What is the main focus of the passage?
A.
To find the reasons behind Billie Holiday’s
death.
B.
The passage tells how Billie Holiday’s death is
not grieved by anyone.
C.
The passage is an appreciation of Billie
Holiday’s life and achievements as a singer.
D.
To describe Billie Holiday’s wrecked life, by
giving an account of her rise as well as hger destruction.
2.
What according to the writer was the cause of her
death?
A.
She died by committing suicide since she was not
happy with her downfall as a singer.
B.
She was forced to death by other singers.
C.
She indulged in ruining her life by giving
herself up to drugs and drinks when her carrier as a singer was on a decline.
D.
She had an overdose of drugs, which became
toxic.
3.
What cannot be understood from the last
paragraph of the passage?
A.
Her career was launched by reliable and
accomplished producers.
B.
She was praised for her art equally by expert
judges as well as people.
C.
In her autobiography, she described her life
with sentimental and passionate truth.
D.
Her style of music was different from other s in
terms of the treatment of tunes.
Answer and Explanations
1.
D The
passage revolves around Billie Holiday’s ravaged existence after the decline of
her career as a singer and her consequent death.
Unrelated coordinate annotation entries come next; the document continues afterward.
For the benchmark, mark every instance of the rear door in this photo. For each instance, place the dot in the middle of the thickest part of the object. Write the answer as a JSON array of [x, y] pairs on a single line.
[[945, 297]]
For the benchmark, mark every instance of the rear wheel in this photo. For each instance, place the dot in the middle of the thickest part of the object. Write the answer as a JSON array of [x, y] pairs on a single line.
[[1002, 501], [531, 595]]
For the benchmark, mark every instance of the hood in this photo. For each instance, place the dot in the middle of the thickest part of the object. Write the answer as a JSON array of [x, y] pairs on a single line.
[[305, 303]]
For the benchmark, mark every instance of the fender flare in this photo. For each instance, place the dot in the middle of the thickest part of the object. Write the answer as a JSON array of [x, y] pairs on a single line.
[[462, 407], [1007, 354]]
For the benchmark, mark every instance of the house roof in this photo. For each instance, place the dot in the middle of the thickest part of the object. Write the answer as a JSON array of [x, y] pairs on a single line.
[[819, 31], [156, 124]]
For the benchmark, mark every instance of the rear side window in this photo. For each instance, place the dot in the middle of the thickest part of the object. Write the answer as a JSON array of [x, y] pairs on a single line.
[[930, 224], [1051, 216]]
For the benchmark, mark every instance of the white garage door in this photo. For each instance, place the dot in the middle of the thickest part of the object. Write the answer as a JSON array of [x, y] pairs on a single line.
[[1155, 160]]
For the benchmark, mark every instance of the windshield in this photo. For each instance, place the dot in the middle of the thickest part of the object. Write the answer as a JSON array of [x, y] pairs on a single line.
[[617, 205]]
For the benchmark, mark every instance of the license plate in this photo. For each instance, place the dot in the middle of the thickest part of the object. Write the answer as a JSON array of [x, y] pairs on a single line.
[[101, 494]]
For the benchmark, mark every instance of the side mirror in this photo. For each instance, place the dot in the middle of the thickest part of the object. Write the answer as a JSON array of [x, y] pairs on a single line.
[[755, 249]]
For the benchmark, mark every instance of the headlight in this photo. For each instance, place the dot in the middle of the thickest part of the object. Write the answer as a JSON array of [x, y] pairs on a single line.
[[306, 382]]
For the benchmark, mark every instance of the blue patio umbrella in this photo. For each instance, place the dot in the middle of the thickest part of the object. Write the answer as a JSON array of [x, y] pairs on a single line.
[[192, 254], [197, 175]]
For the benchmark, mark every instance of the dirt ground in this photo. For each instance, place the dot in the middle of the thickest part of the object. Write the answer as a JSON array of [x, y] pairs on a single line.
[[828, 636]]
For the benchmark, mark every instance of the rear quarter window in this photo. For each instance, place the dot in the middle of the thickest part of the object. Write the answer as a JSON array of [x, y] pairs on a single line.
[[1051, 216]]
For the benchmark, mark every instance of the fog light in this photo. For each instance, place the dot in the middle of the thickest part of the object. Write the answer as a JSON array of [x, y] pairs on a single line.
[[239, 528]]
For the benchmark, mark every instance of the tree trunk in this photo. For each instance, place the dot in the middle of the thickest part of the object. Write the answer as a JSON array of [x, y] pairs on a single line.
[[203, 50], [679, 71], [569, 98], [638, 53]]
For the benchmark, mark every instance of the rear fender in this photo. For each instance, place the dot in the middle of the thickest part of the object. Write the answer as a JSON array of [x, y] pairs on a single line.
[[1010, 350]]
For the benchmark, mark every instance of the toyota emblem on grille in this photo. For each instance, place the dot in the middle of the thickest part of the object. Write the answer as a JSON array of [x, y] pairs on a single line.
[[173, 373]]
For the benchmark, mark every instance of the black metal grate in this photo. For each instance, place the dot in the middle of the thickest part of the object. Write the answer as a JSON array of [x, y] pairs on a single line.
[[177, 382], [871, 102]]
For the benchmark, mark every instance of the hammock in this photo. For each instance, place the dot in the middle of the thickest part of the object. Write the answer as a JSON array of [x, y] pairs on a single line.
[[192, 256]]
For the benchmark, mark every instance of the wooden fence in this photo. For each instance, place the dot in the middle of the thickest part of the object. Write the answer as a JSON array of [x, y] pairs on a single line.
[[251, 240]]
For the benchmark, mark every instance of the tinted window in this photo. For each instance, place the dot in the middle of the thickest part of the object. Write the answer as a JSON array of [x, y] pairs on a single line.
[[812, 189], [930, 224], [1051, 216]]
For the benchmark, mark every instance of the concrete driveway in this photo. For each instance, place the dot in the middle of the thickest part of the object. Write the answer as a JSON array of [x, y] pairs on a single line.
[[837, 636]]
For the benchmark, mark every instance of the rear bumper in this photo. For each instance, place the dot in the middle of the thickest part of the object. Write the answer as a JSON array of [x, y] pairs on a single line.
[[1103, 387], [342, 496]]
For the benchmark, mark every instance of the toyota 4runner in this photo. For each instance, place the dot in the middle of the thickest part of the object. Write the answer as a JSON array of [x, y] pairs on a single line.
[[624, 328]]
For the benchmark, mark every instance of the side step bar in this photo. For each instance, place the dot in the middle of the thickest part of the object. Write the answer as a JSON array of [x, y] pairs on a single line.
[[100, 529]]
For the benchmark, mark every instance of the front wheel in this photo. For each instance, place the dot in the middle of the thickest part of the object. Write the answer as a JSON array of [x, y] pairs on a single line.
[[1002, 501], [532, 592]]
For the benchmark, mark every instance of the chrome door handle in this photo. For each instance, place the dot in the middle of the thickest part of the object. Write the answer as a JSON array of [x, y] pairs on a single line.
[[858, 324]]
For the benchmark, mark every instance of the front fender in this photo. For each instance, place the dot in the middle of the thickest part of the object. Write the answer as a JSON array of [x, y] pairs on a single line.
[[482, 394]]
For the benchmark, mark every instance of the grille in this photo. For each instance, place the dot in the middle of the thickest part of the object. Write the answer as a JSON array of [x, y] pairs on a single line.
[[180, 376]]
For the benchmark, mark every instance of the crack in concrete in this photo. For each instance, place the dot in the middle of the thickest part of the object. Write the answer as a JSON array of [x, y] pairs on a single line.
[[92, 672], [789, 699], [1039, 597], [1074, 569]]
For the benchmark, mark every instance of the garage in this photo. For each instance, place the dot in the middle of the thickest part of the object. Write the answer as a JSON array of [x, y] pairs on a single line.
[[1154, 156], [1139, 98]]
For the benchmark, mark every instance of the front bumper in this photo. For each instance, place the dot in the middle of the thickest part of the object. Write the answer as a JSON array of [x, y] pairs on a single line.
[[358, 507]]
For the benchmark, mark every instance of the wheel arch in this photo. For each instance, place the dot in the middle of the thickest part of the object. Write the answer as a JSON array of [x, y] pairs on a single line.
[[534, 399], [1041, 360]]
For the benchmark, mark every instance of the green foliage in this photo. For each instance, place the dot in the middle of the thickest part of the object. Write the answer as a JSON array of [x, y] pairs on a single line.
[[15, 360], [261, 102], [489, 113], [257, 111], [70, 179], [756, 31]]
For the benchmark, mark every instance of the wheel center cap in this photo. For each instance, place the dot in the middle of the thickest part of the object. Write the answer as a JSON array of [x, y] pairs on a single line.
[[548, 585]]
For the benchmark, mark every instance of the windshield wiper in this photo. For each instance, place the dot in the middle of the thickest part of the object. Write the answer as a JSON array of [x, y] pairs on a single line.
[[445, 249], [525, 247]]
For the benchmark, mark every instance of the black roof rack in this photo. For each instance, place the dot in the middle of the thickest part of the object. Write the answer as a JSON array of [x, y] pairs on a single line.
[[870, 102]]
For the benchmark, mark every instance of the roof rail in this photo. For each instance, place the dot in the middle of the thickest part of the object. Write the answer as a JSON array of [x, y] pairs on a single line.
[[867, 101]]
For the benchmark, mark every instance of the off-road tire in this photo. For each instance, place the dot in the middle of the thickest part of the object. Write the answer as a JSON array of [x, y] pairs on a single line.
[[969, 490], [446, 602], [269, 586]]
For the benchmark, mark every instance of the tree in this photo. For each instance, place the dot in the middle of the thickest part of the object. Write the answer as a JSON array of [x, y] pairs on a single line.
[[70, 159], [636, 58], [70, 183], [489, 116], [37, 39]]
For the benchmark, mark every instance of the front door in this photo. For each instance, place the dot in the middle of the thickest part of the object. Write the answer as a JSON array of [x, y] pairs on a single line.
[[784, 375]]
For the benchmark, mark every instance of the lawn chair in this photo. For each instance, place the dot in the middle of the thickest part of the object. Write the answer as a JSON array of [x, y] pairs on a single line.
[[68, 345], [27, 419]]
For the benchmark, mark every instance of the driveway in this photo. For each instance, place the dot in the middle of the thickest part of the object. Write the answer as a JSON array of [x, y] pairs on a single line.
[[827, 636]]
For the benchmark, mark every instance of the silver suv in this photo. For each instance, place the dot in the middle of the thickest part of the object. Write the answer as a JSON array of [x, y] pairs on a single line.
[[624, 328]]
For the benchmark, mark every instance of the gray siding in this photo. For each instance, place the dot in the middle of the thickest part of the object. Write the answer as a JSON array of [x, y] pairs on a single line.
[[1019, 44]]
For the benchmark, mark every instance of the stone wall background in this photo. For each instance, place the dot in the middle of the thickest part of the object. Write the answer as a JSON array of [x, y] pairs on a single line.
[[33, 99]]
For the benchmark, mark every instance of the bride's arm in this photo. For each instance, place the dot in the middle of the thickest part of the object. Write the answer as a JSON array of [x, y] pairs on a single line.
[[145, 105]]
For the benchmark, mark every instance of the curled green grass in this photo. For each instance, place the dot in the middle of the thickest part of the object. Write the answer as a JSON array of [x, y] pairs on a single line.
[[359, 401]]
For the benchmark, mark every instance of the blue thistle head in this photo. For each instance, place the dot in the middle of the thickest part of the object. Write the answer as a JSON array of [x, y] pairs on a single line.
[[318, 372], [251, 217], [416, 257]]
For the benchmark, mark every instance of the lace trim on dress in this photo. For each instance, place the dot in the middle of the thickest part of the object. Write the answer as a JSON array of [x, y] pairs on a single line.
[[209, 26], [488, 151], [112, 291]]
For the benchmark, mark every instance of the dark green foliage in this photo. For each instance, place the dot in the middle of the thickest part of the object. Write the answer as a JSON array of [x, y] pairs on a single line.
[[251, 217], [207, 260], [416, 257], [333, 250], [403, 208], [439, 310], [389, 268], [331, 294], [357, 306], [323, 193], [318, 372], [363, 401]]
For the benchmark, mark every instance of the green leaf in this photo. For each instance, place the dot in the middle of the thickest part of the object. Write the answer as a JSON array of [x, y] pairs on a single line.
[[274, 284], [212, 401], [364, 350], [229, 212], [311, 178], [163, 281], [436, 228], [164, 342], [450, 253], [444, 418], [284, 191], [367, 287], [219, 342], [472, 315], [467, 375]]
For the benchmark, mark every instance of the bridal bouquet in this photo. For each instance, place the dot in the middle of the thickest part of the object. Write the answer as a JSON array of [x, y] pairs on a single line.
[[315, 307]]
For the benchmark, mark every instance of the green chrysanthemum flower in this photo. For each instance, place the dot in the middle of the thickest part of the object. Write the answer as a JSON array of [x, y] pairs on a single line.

Thus, option D is the most
appropriate answer. We reject A since the write mentions her death as a result
of self destruction, and does not dwell any further on it. Option B refers to a
part of the passage where the writer mentions that no one had the heart to see
or listen to her and she had subjected herself to self-destruction. However,
the passage moves on to her life and her unique art. Thus, we reject it.
Similarly, option C is also a part of the passage and other than her
appreciation as a singer; the passage focuses on her ravaged existence as well.
2.
C
option B is obviously wrong, as there is n mention of her being forced
to death. We reject option A on grounds of its referring to her death as a
suicide. Although the writer mentions self destruction, he refers to it as an
effort to ruin her life by indulging in drinks and drugs, and not by committing
suicide. We reject D since it mentions that an overdose of drugs was the reason
of her death. However, it was not an overdose, but a result of gradual and
persistent habit of drugs and drinks. Thus, we conclude that C is the best
answer.
3.
D
option D is the correct answer since it is not described in the last
paragraph but the second paragraph, where the writer mentions about her unique
achievements of twisting the usual tunes and a total disregard of its sugary tunes. All the other options have
a mention in the last paragraph, and thus are rejected.